Dimensionality reduction (3) LLE and other dimensionality reduction techniques

LLE

Locally Linear Embedding (LLE) is another powerful nonlinear dimensional reduction (NLDR) technology. It is a manifold learning technique and is not based on projection. To put it simply, the way LLE works is: first measure the linear correlation between each training instance and its nearest neighbors (cn), and then look for a case where these local relationships can be best preserved Low-dimensional way of representing the training set. This method is very useful when developing curved manifolds, especially when there is not much noise in the data set.

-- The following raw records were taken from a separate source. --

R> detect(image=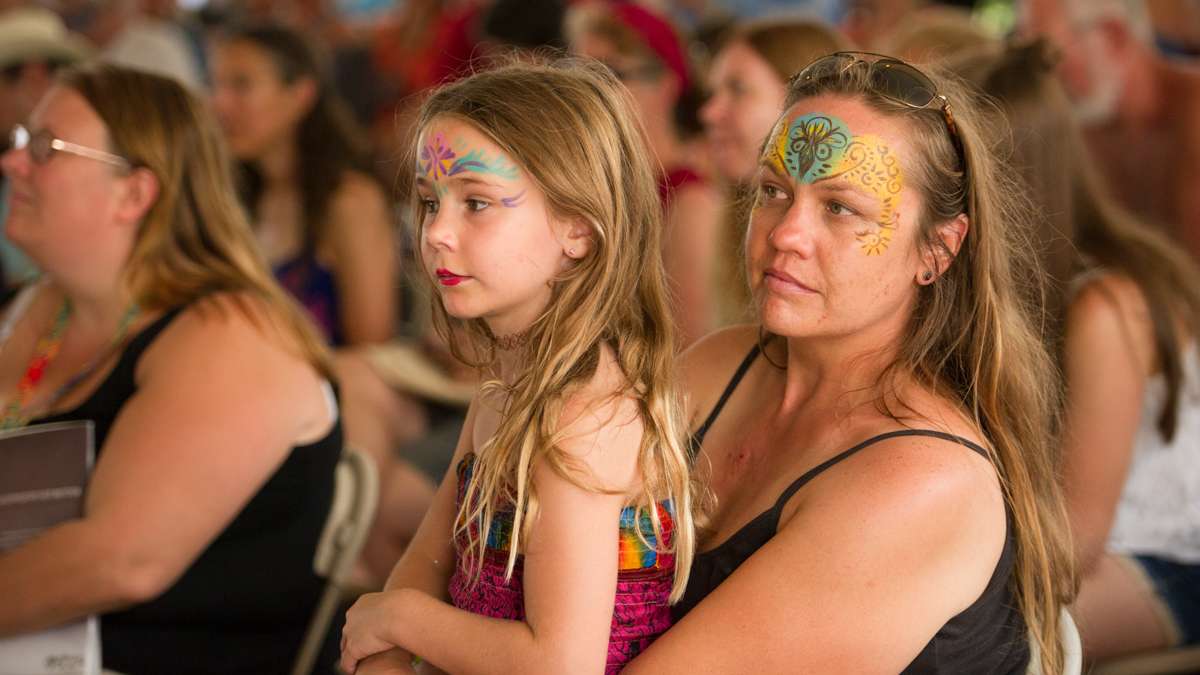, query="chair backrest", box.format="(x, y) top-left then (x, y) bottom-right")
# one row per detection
(1092, 645), (1200, 675)
(1026, 608), (1084, 675)
(292, 448), (379, 675)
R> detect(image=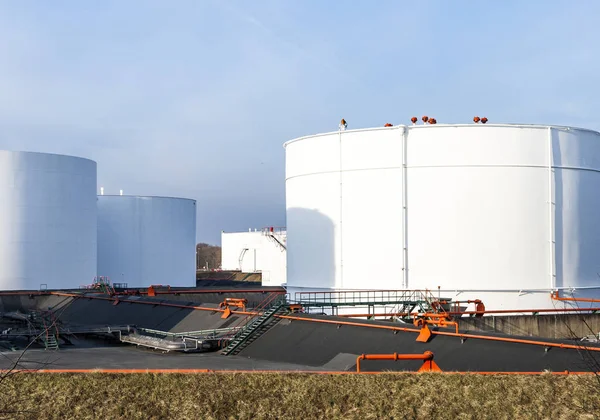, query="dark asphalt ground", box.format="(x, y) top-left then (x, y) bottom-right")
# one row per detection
(0, 346), (318, 370)
(0, 295), (600, 372)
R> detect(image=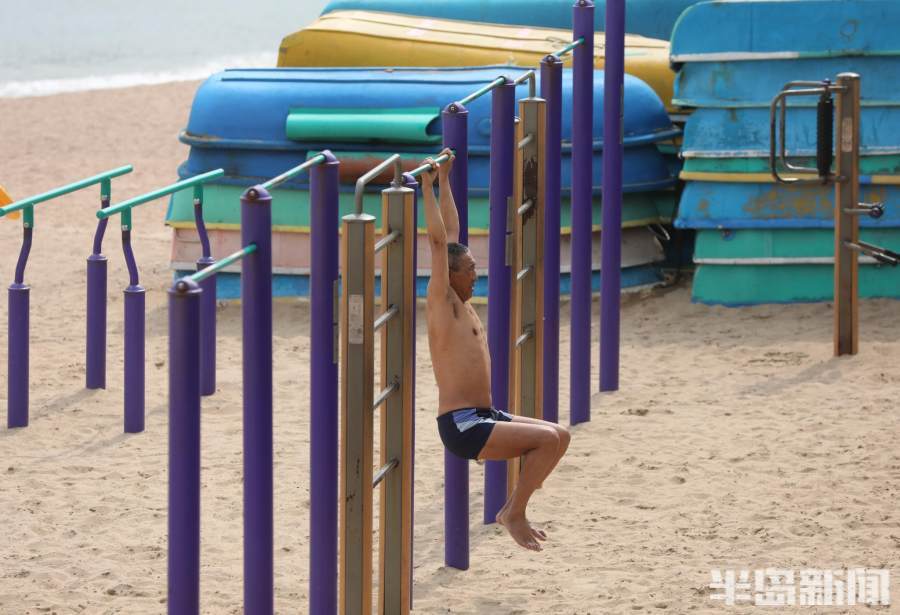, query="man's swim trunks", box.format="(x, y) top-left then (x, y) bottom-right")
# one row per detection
(438, 408), (512, 459)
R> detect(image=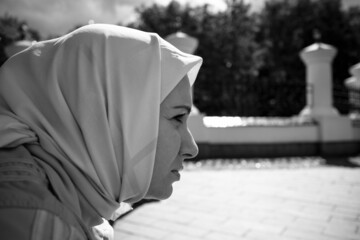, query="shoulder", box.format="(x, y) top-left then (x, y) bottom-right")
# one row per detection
(0, 207), (87, 240)
(0, 145), (93, 240)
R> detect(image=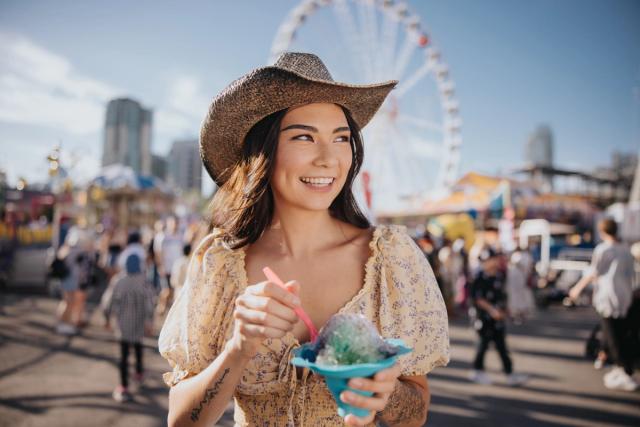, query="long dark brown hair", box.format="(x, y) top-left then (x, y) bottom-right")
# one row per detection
(209, 107), (370, 249)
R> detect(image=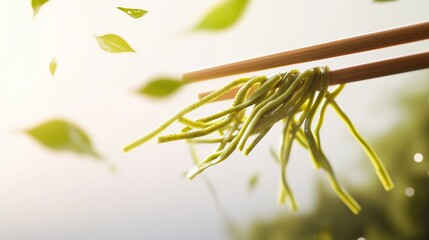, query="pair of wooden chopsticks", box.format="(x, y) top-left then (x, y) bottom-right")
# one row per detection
(183, 21), (429, 100)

The following code uses the LocallyLinearEmbedding class of sk-learn to expand a Swiss volume:

from sklearn.manifold import LocallyLinearEmbedding

lle = LocallyLinearEmbedding(n_components=2, n_neighbors=10)
X_reduced = lle.fit_transform(X)

 

The result of the generated 2D data set is shown below:

 

We can see that the Swiss roll is fully unrolled and the distance between the instances is very well maintained locally. However, on a larger scale, the distance has not been kept well: the Swiss roll on the left is stretched, while the right is tightened. Nevertheless, LLE still performs very well in manifold modeling.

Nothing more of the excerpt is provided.